事業内容
株式会社テクノマセマティカルは、数学的手法に基づく独自アルゴリズム「DMNA」(Digital Media New Algorithm)を基幹技術として、映像・音声・音響の圧縮伸張処理に関するソフトウェアIP・ハードウェアIPのライセンス提供と、これらを応用したソリューション製品の開発・製造・販売を行う。主要顧客は電子機器メーカー・半導体メーカーのほか、近年は防衛・宇宙(月面探査機・人工衛星)・航空(フライトシミュレータ・航空機通話システム)・警察・放送・防災など高付加価値用途へ顧客層が拡大している。
ファブレスメーカーとして製造設備を持たず、知的財産の開発・ライセンスを主軸とする軽資産型事業モデルを採る。
ビジネスモデル
ソフトウェアライセンス事業では組込みシステム向けIPを複製ロイヤルティ形式でライセンス提供し、ハードウェアライセンス事業ではイニシャルライセンス料と量産ロイヤルティの二段階収入を得る。ソリューション事業では既存IPを活用したカスタム開発・システム製品販売を行い、売上総利益率は2026年3月期に92.5%と極めて高水準。
有利子負債ゼロ・自己資本比率93.1%の無借金経営で、運転資金はすべて自己資金で賄う。
企業の強み
DMNAは因数分解・折り返し演算・階層化処理等の数学的手法で演算負荷を劇的に削減する独自アルゴリズムであり、他社比で消費電力1/10程度・回路規模1/3程度を実現。H.265比2倍以上の圧縮率を持つ独自規格DMNA-V2/V3も開発済みで、月面探査機・人工衛星向けライセンスを獲得するなど宇宙・防衛分野での採用実績を有する。
2026年3月期の売上総利益率は92.5%。当期末の現金及び預金は855百万円、有利子負債ゼロ、自己資本比率93.1%と極めて健全な財務状態を維持している。IPライセンスを主軸とする軽資産モデルにより、設備投資額は当期1,091千円にとどまり、キャッシュ創出効率が高い。
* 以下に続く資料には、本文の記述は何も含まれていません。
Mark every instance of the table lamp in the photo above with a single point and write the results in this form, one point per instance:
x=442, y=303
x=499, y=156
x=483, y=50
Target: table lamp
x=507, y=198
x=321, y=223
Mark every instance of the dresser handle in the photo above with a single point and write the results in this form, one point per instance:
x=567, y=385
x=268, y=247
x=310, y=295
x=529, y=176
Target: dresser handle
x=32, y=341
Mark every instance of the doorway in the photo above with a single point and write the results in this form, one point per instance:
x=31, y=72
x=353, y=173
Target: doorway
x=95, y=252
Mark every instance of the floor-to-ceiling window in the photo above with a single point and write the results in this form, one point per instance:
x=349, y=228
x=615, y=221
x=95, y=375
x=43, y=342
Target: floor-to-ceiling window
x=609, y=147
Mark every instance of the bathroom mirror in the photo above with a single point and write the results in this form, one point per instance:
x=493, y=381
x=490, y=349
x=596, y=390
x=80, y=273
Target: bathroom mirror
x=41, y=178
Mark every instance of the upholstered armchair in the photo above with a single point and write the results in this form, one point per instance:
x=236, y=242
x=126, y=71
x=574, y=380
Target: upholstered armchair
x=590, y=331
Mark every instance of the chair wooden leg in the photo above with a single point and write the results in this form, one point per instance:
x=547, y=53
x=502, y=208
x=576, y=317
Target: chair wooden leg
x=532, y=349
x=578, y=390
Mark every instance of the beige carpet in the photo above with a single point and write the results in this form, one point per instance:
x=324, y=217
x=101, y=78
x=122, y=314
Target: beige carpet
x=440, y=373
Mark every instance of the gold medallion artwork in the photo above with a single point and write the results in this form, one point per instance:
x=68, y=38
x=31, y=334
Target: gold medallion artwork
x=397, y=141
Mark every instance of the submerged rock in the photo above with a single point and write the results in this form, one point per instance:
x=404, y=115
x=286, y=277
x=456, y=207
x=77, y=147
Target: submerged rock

月面探査機向けH.265エンコーダ・人工衛星向け1/4固定長圧縮技術・フライトシミュレータ向け画像音声エンコーダ/デコーダユニット・航空機通話システム向けハンズフリーソフトウェアなど、参入障壁の高い防衛・宇宙・航空分野での量産ライセンス実績を複数保有。デンソーテン(売上比16.1%)・富士フイルム(同12.2%)など大手との取引実績も有する。
エンヴァリスの着眼点
業績トレンド
売上高は2022期569百万円→2023期599百万円→2024期528百万円→2025期417百万円と4期連続で実質的に低迷・減少が続いたが、2026期は685百万円と前期比64.6%増で急回復し、営業利益も45百万円と5期ぶりの黒字転換を達成した。防衛・警察・放送・防災向けソリューション案件の集中獲得と販管費削減(663百万円→590百万円)が主因。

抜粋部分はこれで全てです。